Rwandan architects propose professional board
Rwandan architects and engineers say a legal framework document, which is currently on parliamentarians’ table, would help them regulate and establish order within their profession.
In spite of architectural and engineering activities that have been taking place in the country; particularly as housing development keeps growing, practitioners say the activities are chaotic.
The reason behind this is that so far there is neither a law regulating their profession nor a legal forum where local and international practitioners could discuss their activities and set a code of conduct governing their profession.
“A company could come from Kenya or Uganda and start operating in the country without any recognition from local practitioners,” says Eudes Kayumba, the vice president of the Architects Association of Rwanda (AAR).
The architects believe that in their profession, one needs more than to register at the Rwanda Development Board (RDB) since there are standards that need to be observed by everyone to ensure fair competition.
“Even those who were denied working in other countries would come and start operating in Rwanda,” Kayumba says.

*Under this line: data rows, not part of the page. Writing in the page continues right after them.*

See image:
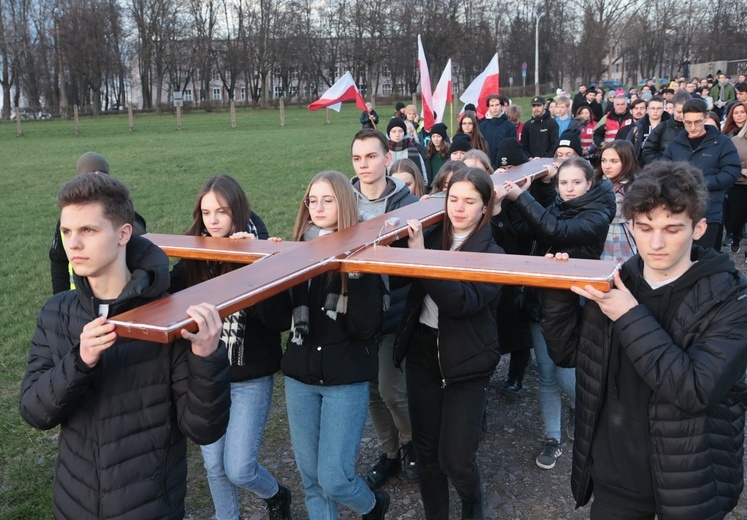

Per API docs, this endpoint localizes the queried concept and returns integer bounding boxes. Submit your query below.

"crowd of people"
[14,69,747,520]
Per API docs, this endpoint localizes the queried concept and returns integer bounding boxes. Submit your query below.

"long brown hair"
[184,173,251,286]
[443,168,495,250]
[293,170,359,241]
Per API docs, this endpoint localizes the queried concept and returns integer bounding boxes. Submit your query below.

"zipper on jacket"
[436,331,446,390]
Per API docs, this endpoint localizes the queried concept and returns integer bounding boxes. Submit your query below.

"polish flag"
[459,53,499,118]
[433,59,453,123]
[309,72,366,112]
[418,34,434,132]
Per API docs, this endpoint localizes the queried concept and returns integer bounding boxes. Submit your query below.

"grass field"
[0,96,540,519]
[0,105,380,519]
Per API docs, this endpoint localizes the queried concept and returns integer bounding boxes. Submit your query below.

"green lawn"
[0,99,544,519]
[0,105,370,519]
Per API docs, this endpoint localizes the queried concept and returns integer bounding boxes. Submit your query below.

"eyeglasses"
[303,197,337,209]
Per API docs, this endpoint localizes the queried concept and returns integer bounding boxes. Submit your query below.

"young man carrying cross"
[544,161,747,520]
[20,173,230,520]
[351,129,418,489]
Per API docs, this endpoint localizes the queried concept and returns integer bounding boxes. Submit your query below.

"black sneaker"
[501,379,522,397]
[535,439,563,469]
[363,490,390,520]
[365,453,402,489]
[566,406,576,441]
[400,441,418,480]
[265,486,292,520]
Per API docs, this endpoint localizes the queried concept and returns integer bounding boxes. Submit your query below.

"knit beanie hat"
[555,128,583,157]
[75,152,109,175]
[431,123,449,141]
[498,137,529,168]
[386,117,407,137]
[449,134,472,154]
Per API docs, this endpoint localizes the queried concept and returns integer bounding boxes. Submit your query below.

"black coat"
[394,224,503,384]
[521,110,558,157]
[281,272,384,386]
[662,126,742,222]
[511,179,616,259]
[20,236,230,520]
[543,247,747,520]
[641,117,685,165]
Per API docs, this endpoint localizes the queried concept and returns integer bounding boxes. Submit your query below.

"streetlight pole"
[534,12,545,96]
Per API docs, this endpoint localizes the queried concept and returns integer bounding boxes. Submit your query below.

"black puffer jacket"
[281,272,384,386]
[20,236,230,520]
[510,179,616,259]
[394,224,503,384]
[543,247,747,520]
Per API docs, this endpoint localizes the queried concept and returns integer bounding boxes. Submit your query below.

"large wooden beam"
[340,247,617,292]
[110,159,584,343]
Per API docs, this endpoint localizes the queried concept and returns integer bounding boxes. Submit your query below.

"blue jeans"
[285,377,376,520]
[201,376,278,520]
[529,323,576,440]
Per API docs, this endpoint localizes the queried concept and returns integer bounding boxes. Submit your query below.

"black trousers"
[406,329,490,520]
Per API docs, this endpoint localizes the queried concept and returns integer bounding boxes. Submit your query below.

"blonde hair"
[293,170,359,241]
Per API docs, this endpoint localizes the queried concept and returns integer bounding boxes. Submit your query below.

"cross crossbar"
[110,159,616,343]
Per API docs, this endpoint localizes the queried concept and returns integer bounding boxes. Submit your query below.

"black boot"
[265,486,292,520]
[462,489,482,520]
[364,453,402,489]
[363,489,389,520]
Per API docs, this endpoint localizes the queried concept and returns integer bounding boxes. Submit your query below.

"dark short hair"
[672,91,693,105]
[622,161,708,226]
[350,128,389,153]
[57,173,135,227]
[682,99,708,115]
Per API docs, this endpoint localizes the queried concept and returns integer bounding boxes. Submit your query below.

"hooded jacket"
[662,126,742,222]
[510,179,616,259]
[479,114,516,168]
[521,110,558,157]
[20,236,230,520]
[543,247,747,520]
[394,224,503,384]
[641,117,685,165]
[352,177,418,334]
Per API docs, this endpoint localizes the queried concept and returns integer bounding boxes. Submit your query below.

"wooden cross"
[110,159,617,343]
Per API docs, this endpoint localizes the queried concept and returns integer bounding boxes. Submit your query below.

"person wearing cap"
[361,101,379,128]
[49,152,146,294]
[594,94,633,148]
[449,134,472,161]
[386,117,430,183]
[480,94,516,168]
[392,101,405,121]
[641,92,692,166]
[555,95,580,134]
[425,123,450,186]
[615,99,647,140]
[520,96,558,158]
[625,96,669,165]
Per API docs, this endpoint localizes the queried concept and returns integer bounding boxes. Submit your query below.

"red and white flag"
[459,53,499,118]
[309,72,366,112]
[418,34,434,132]
[433,59,453,123]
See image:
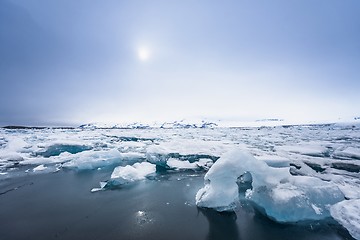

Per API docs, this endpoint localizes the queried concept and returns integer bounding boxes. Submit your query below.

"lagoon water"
[0,171,352,240]
[0,124,360,240]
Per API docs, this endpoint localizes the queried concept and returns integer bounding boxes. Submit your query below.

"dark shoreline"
[0,171,352,240]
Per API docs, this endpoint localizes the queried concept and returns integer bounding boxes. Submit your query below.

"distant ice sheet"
[330,199,360,239]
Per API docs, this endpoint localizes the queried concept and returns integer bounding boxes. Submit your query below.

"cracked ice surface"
[0,124,360,234]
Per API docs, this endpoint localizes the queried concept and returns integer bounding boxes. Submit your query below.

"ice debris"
[91,162,156,192]
[196,150,344,222]
[330,199,360,239]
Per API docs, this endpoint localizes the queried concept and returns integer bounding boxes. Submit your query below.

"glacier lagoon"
[0,124,360,239]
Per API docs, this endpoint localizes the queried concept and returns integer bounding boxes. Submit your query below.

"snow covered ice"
[0,123,360,238]
[196,150,344,222]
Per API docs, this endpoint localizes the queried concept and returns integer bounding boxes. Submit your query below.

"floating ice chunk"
[91,182,107,192]
[334,147,360,159]
[167,158,198,169]
[36,142,91,158]
[256,155,290,168]
[330,199,360,239]
[196,150,344,222]
[196,158,214,170]
[33,164,47,172]
[111,162,156,184]
[63,149,122,170]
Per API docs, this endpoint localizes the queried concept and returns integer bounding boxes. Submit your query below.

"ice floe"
[196,150,344,222]
[330,199,360,239]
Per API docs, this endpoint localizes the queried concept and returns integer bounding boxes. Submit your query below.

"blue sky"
[0,0,360,125]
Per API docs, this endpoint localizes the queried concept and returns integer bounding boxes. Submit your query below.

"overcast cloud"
[0,0,360,125]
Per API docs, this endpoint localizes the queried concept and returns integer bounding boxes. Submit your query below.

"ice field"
[0,123,360,239]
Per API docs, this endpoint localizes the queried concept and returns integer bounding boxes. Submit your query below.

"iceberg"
[91,162,156,192]
[111,162,156,184]
[195,150,344,222]
[330,199,360,239]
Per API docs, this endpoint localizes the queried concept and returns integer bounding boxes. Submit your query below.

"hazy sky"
[0,0,360,125]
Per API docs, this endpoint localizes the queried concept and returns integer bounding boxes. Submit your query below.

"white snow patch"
[196,150,344,222]
[111,162,156,183]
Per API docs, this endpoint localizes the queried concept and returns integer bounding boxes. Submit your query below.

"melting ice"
[0,124,360,239]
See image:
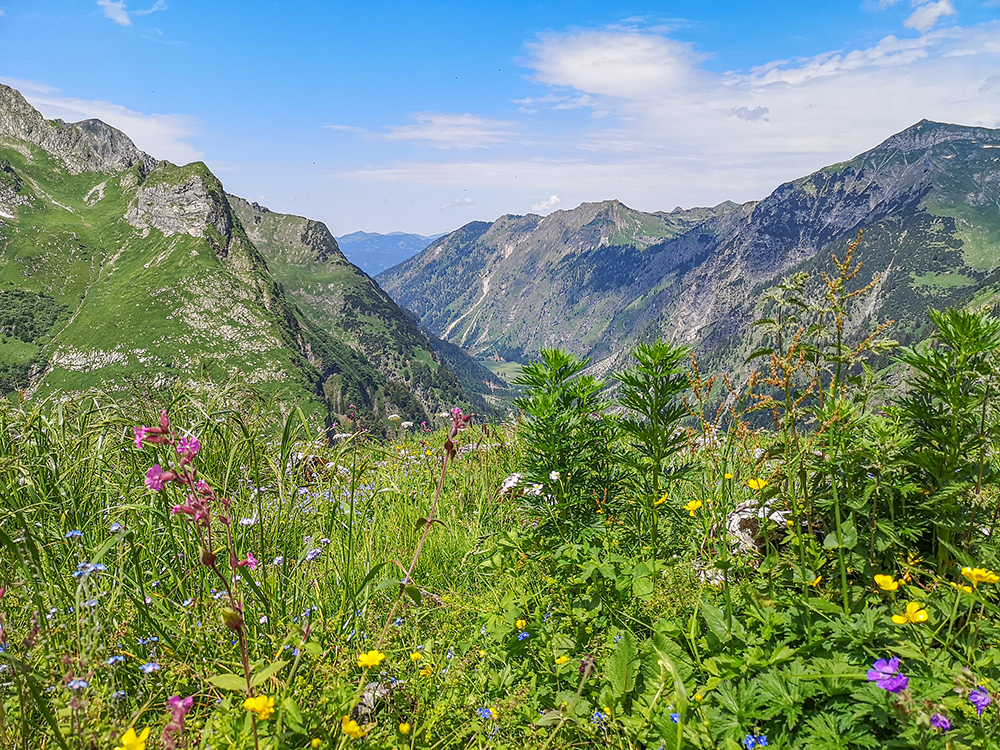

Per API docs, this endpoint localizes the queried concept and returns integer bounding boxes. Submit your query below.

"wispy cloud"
[381,112,515,149]
[97,0,132,26]
[97,0,167,26]
[440,198,476,211]
[531,195,562,211]
[340,16,1000,223]
[903,0,956,33]
[0,77,202,164]
[323,125,368,133]
[132,0,169,16]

Besides the bill they want be legalized, architects propose a board governing their career, as well as to strengthen mutual recognition in East African Community and protect interests of the whole block. The ideal would be to constitute a legal structure where architects or engineers can meet to regulate their own affairs as it has been the case in Uganda, Kenya and Tanzania.
Officials in the ministry of infrastructure recognize the need for Rwandan architects to have such legal mechanism so as for them to provide better service to the society. “We want now to establish a legal framework where engineers and architects will be meeting to discuss their own concerns and regulate themselves; otherwise, everyone would wake up in the morning and assume to be an engineer,” Minister Nsengiyumva said while explaining the law before the chamber of deputies.
Minister Nsengiyumva said that the document was prepared after consultations with practicing engineers and architects so that it responds to their needs. He added that the law regulating the sector of engineering intends to set standards that could help to get better quality in the sector.
Along with the establishment of the legal framework, the minister mentioned that they are committed to increase the number of professionals by either offering related courses in local higher learning institutions or providing Rwandans with training opportunities abroad.
Currently professional architects are provided by Kigali Institute of Science and Technology (KIST) and the National University of Rwanda (NUR) which offer courses in design, architecture and civil engineering.